Catharsis and Making People Feel Good About Themselves

I was taken aback when Bharati Mukherjee, in effect, insulted William Gass, who while I was not very interested in his book The Tunnel, but for her to say that, “There are those who confirm social, political stereotypes and other writers who interrogate the stereotypes. William Gass will have a respected small audience, but he’s never going to have a wide, popular audience because he isn’t entertaining and comforting the average reader by expressing the ideas and articulating the philosophies that make you feel good about yourself.” This was from: Holders of the Word: An Interview with Bharati Mukherjee by Tina Chen and S.X. Goudie, University of California, Berkeley, 1997. 

So, Gass will never be popular because he is not entertaining… because he is not comforting… he does not express ideas and philosophies that make you feel good about yourself?

This is absurd. A. His books are incredibly entertaining. I did not like The Tunnel, but I think his essay “The Art Of Self – Autobiography In An Age Of Narcissism,” (Harper’s, ’94)  was the best essay I have ever read.

While I did not particularly like his “inquiry” On Being Blue, I understood it and knew what he was doing, which was to eloquently render all contexts of the word “blue” one might ever encounter. His is an exercise in language.

The comfort that comes from reading Gass, as with his essays, is that you, at least I, could not imagine a better explanation than he devised. Especially, when you consider that Mukherjee misses the main point about fiction/non-fiction, art in general, which is that art is measured by cathartic import, which not only makes you feel good but it verifies your existence if you are even half-way paying attention. Catharsis is the means of understanding the world and sharing what I think is the most important thing about human existence and it does make you feel good about yourself, but it also makes you feel strangely isolated where evil and ignorance is concerned. To me Mukherjee is ignorant in this matter. Gass does express ideas and articulates philosophies that make you absolutely self-relishing because, as I said, self-relishment of this type is catharsis.

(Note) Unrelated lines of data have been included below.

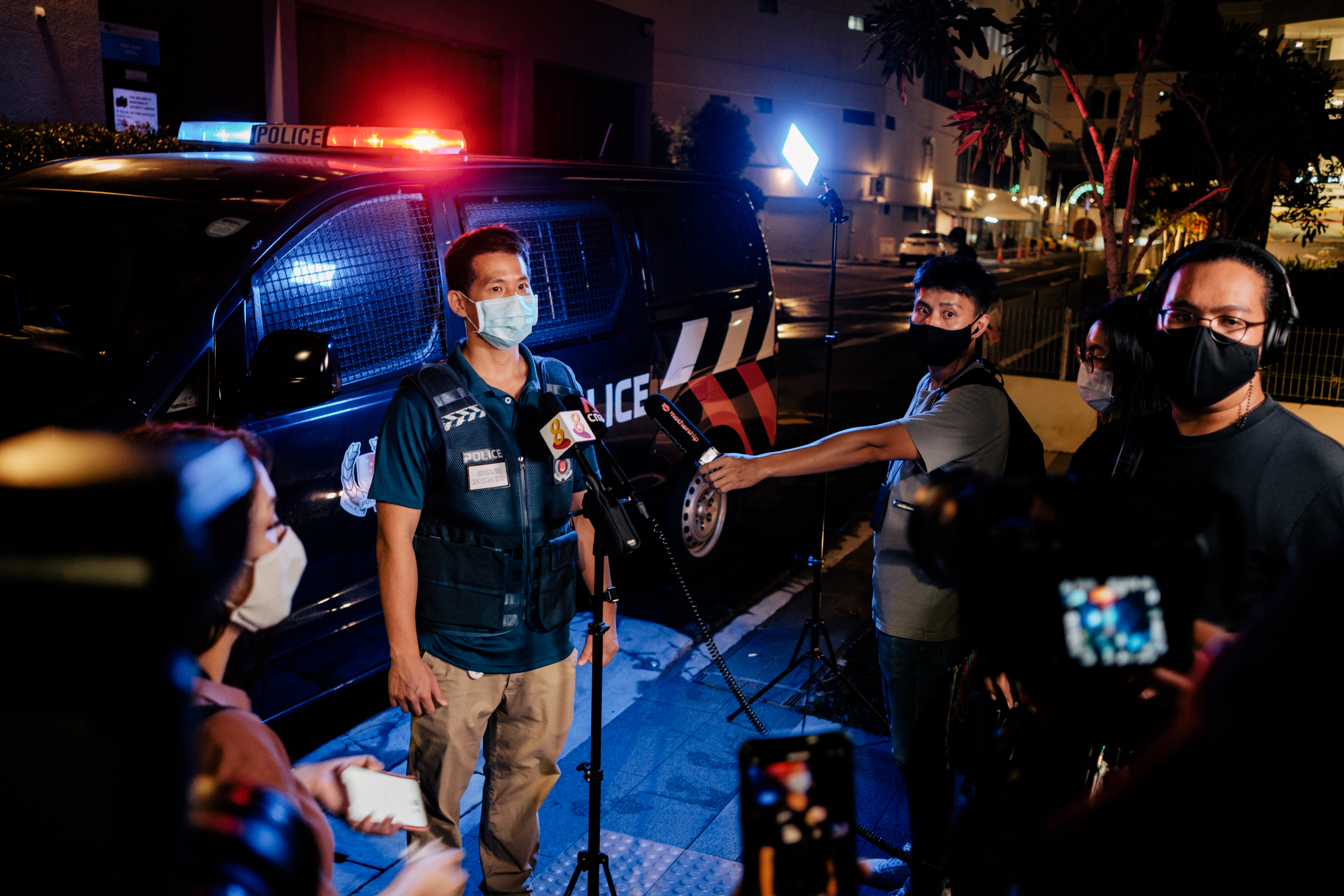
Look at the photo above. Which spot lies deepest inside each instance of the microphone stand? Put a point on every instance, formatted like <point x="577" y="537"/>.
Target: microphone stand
<point x="606" y="542"/>
<point x="816" y="626"/>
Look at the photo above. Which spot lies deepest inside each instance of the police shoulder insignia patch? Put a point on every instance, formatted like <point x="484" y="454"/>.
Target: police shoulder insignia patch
<point x="466" y="415"/>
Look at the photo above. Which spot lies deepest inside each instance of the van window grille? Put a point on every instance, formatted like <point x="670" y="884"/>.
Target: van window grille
<point x="698" y="242"/>
<point x="577" y="261"/>
<point x="369" y="278"/>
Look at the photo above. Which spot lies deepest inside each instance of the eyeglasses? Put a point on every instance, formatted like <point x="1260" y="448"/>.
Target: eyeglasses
<point x="1090" y="356"/>
<point x="1225" y="329"/>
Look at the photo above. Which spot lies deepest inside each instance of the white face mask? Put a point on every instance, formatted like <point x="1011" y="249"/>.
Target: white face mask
<point x="506" y="321"/>
<point x="275" y="580"/>
<point x="1096" y="389"/>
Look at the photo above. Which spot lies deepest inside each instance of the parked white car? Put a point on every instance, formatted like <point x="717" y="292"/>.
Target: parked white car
<point x="921" y="245"/>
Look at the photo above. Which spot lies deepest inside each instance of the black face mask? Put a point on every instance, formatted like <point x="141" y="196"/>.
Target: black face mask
<point x="1195" y="370"/>
<point x="936" y="346"/>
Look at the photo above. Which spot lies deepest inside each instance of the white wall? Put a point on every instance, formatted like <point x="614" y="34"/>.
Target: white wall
<point x="810" y="63"/>
<point x="52" y="68"/>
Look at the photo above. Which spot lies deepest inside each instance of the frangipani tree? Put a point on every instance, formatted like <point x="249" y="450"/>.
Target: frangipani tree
<point x="998" y="116"/>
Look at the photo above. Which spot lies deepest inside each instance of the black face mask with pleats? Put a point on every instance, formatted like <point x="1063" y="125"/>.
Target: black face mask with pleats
<point x="936" y="346"/>
<point x="1195" y="370"/>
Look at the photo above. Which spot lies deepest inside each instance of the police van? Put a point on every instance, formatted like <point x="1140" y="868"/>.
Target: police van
<point x="192" y="286"/>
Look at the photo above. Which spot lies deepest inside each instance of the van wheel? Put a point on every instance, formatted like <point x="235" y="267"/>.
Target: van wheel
<point x="695" y="519"/>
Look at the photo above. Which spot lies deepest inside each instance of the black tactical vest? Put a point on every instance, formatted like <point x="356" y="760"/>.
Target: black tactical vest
<point x="495" y="546"/>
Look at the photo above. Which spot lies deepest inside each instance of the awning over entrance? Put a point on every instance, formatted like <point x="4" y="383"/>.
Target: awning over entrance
<point x="1002" y="209"/>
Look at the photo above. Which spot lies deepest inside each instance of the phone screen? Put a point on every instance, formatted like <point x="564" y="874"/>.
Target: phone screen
<point x="1117" y="622"/>
<point x="383" y="795"/>
<point x="797" y="816"/>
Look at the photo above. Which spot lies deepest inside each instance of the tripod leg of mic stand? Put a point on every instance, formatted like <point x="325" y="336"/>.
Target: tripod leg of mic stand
<point x="793" y="664"/>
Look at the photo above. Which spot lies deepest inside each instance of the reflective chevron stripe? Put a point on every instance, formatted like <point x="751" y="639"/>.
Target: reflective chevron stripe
<point x="726" y="363"/>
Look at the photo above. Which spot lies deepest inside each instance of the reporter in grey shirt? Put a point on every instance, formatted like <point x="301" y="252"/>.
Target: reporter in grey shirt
<point x="918" y="628"/>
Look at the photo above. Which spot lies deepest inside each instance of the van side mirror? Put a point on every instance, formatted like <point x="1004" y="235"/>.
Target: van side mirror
<point x="291" y="370"/>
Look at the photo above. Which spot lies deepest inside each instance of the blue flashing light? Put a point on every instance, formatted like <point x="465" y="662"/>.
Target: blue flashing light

You read Gass and you separate from the reality of reading and you embrace his ideas and you and the ideas become one.

Gass may never be widely read, but that’s only because most of the world may not engage in cathartic endeavors; enough do not even read, but this has nothing to do with feeling good about oneself. That can happen in a number of ways.


7 comments

  1. A very interesting critique. Unfortunately I have not read Gass yet. I like your definition of catharsis as something that “does make you feel good about yourself, but it also makes you feel strangely isolated where evil and ignorance is concerned.” On the whole, would you say catharsis produces in us pleasant and unpleasant strong emotions that lead us to equally pleasant and unpleasant feelings and thoughts at the same time? If all the arts, music and literature are cathartic, do they always have to be beautiful or could they even be terribly ugly? Is ugliness considered cathartic art? In other words, if any artistic or literary creation is ugly, is it always considered art? 🤔

    • Catharsis references a release of emotions toward renewal, as in an epiphany, which is to suddenly understand, so it is generally a positive experience, but once reviewing work that I hated, or which produced a negative attitude toward the work as failure, I later felt that this was an accurate evocation by the artist about the “state of the world.” So, while the experience was critical, I saw the negativity as accurate and also releasing/renewing, like understanding a secret. Yes, perhaps both positive and negative emotions simultaneously, which ultimately is beautiful, like seeing the good or at least the value of a tarantula, for example.

      When I reviewed the “ugly” art, at the time, I was experiencing it, writing down my thoughts and experiences, which validated the art as achieving its purpose, which even the artist was apparently unaware of at the time, because she was mad at me for saying “mean” things about her art. But, her mother read the article and saw that I was just being true in my description of the art, which happened to be ugly on point. As artists, as critics, we can be cathartic if we are tied to the truth. The truth is beautiful.

      • Highly philosophical and psychological work to help understand better our human condition. No doubt it looks interesting. I like Gass’ scheme on the following website with the EGO ID OBJECT: http://omeka.wustl.edu/omeka/exhibits/show/gass/item/3529,
        and also the a, b, c and d psychological operators, but, without reading further, I don’t understand what each operator means as connected to our sexual instinct. I can just hint at a vague idea of what it is about.

  2. But, as I reveal a preference for art, I seem to undermine the value of it as “truth” to somehow be played out in the grand scheme. Your particular example may exemplify a complement to an interior design that takes into consideration the lines, forms, textures, and colors of the works, and thus by hinting at the architectural period, owner’s personality, Feng Shui, whatever application, creates a heightening of the design. Examples of this include interiors that match the furniture or artwork. But these scenarios seem to complement the place rather than the other way around. Art, like Pablo Picasso’s “Guernica,” or Damien Hirst’s diamond skulls speak to issues outside of the room. They make indictments of ourselves and our times. Your example may be decorative vs. Picasso and Hirst’s more significant allusions.